Armor Class in D&D is one such arena where being spoiled for choice worsens the game.
Today, we're all familiar with the bloated list of armor types and options available to players: padded, leather, studded leather, spiked armor, scale mail, halfplate, full plate, the list goes on and on for no real purpose (you're picking the one that gives you the biggest number).
Fewer options for armor is better. See:

The simplicity depicted here offers the reader a deeper apprehension of the term "Armor Class." Literally: a class of armor. Leather, chain, and plate are the three classes provided, with a fourth (no armor, or clothing) listed in another table. Shields provide an additional bonus but are not a class in their own right.
Armor Class thus becomes a descriptor and category of its own. Looking through the selection of monstrosities provided in B/X D&D, one can draw some inferences about Armor Class.
Many animals, including apes (white), bats, bears (black, brown, grizzly), big cats (mountain lions, lions, tigers, and sabre-toothed tigers), dire wolves, rock baboons, and whales (killer, sperm) have an Armor Class of 6. We can infer that a thick hide provides an AC similar to leather or chain mail.
Giant lizards (gecko and draco), lizardmen, crocodiles, and hydras all have Armor Class 5. This cements in my mind that scales (excluding those of the draconic variety) are equivalent to chain mail.
Bone golems, giant crabs, giant scorpions, and driver ants all have AC 2, which is similar to plate.

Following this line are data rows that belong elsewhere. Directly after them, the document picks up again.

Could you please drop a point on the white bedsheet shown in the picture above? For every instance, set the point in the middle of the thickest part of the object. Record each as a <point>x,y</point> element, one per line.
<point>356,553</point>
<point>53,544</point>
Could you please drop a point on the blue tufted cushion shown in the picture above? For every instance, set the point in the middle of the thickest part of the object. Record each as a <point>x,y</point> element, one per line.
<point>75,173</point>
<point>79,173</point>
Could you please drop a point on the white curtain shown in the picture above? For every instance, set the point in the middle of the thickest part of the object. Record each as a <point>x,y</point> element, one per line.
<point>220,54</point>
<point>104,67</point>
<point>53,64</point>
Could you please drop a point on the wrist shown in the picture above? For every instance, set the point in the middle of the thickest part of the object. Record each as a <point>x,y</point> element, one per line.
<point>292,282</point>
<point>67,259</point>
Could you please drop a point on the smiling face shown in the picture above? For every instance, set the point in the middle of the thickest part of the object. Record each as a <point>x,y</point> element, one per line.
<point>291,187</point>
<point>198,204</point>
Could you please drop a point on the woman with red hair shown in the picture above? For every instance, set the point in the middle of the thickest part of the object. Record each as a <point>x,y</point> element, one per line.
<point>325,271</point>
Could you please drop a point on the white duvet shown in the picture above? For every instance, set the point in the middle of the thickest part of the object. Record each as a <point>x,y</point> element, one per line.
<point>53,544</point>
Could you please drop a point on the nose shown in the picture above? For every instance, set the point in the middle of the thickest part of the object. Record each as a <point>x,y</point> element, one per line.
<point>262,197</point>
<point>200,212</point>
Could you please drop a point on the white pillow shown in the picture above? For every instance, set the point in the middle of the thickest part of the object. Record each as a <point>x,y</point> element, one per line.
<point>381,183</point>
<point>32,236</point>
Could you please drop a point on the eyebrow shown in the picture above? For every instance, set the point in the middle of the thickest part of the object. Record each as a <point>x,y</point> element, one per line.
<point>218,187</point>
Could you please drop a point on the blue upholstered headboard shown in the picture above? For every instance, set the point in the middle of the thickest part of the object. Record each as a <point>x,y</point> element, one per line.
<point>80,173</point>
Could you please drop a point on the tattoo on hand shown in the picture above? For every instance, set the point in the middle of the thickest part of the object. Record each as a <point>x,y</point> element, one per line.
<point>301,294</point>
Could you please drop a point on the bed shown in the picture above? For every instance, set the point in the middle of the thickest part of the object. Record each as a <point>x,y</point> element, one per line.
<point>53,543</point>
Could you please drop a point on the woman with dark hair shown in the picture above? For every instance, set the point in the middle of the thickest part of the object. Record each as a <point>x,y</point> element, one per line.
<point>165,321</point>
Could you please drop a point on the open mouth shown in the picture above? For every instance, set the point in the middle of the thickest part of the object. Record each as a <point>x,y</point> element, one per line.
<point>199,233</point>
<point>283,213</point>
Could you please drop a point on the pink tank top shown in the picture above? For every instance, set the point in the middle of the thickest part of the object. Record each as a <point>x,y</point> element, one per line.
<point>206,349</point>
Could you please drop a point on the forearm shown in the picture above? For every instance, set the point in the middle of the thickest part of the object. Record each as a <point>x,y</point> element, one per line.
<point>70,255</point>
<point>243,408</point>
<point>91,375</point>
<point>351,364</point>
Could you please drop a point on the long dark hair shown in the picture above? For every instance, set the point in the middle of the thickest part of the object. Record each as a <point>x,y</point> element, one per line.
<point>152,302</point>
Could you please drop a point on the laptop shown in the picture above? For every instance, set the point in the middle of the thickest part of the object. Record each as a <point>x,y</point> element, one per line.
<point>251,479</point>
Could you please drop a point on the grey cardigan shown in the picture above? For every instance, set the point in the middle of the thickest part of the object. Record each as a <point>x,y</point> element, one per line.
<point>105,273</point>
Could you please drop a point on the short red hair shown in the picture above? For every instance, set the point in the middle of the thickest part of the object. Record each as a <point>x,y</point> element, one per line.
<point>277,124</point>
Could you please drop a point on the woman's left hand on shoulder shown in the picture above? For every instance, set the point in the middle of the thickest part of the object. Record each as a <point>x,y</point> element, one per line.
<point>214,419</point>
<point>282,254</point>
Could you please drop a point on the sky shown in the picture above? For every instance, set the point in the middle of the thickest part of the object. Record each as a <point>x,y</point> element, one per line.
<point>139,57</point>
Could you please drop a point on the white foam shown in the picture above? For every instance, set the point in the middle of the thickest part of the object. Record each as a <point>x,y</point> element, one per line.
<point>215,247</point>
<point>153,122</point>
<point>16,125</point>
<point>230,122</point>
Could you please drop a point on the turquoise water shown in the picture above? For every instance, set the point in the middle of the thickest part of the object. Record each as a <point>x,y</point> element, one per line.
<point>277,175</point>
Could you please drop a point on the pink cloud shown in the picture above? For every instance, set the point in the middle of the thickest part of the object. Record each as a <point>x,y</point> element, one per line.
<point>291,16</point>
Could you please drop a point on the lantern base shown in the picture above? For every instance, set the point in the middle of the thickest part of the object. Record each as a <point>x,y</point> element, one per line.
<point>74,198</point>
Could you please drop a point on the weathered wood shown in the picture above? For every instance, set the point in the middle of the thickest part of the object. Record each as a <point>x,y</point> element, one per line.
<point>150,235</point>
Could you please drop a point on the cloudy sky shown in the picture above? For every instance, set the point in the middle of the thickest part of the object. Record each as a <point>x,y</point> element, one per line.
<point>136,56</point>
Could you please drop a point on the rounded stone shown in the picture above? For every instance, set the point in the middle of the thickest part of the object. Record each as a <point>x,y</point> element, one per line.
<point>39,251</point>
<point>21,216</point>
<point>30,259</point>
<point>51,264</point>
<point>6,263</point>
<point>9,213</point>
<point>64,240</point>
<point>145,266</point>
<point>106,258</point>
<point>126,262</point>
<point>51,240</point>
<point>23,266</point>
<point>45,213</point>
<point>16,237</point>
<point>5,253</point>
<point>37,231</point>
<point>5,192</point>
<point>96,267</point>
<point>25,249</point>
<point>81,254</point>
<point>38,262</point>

Triceratops, which are AC 2, are specifically called out as possessing a "bony protective crest" shielding its head. We can derive from this that rigid armors like bone, carapace, and shell roughly correspond to plate mail.
Now certain liberties are taken with these inferences. We know as monster Hit Dice (and monster size) increase, Armor Class decreases correspondingly. We also know that Armor Class considers monstrous agility and magical enhancement in this equation, which is why panthers have AC 4 compared to other big cats and wraiths, which wear no armor at all, have AC 3.
Imperfectly, I believe it is quite possible to derive a system describing Armor Classes as follows:
Cloth or flesh: AC 9.
Leather or hide armor: AC 7.
Chain or scale: AC 5.
Plate, shell, bone, or other rigid armors: AC 3.
One can thus adjust these numbers accordingly:
Small and weak? Worsen AC by 1.
Big and tough? Improve AC by 1.
Swift and agile? Improve AC by 1.
Magically enchanted? Improve AC by 1.
Supernatural Armor Classes are a trickier matter, but let us pass them by for now.
With this system of four easily-memorized key Armor Classes, the design space suddenly broadens immensely. Because we can simply assign a type of armor to a creature quickly and easily--or approximate the numerological specifics from its form--we can do things like provide weapons a variable damage or to-hit bonus against specific armor types.
This is virtually impossible in modern systems which have lists upon lists of armor, abandoning armor classes for armor numbers. As an example, see this chart from AD&D 2e:

This is useless at the table. I'm not using it. Neither are you.
However, compare that to a simplified form:
Slashing weapons receive a +2 bonus vs. cloth or hide and a -2 against plate et al.
Piercing weapons receive a +1 bonus vs. cloth, hide, chain, and scale.
Bludgeoning weapons receive a +2 bonus vs. plate et al.

One can adjust these values as needed. (As the player characters are not likely to battle unarmored individuals, one could further simplify to a 3x3 matrix.)